The knock-on impact is that Pedro and Willian have to drop deep with Hazard, and Chelsea become easier to defend because centre-backs can play facing away from their own goal rather than chasing back towards it and holding midfielders can muck in and help them out.
Each of Chelsea’s three substitutes – Giroud, Cesc Fabregas and Ruben Loftus-Cheek looked to address the problems in attack and midfield, but with no joy. By then Puel’s team had the bit between their teeth and delighted in playing on the counter. Puel might have been in a spot of trouble had this festive period gone badly. But this was an away masterclass.
Hazard deserves no blame for this. There can be few players in Europe who have a greater positive impact on their club’s performance In the Premier League this season, Hazard leads his Chelsea teammates for goals, assists, chances created, shots and dribbles completed.
Nor too should we expect Sarri to make sweeping changes.
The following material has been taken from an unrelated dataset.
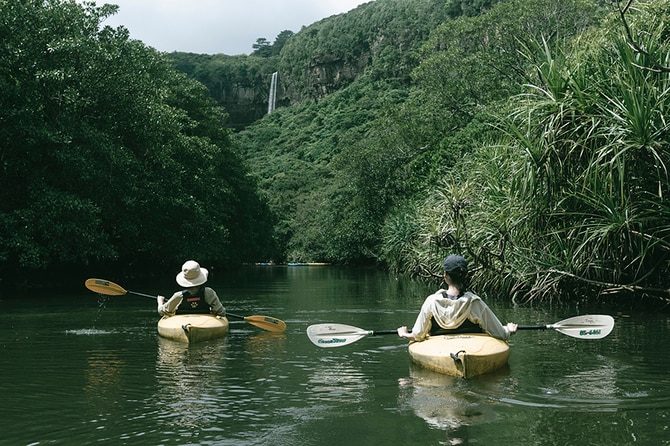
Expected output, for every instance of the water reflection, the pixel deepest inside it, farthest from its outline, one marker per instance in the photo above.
(185, 374)
(446, 402)
(337, 380)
He is a footballing philosopher who came to spread the good word of his 4-3-3, and knows that it will take time. Pep Guardiola did the same in Manchester.
But Sarri must take care that philosophy does not become unwavering dogma. After defeats against Tottenham, Wolves and now Leicester, the buoyant mood of late summer has been replaced by a dose of winter reality. There are flaws to solve in this Chelsea team, and opposition managers are too clever to not exploit them.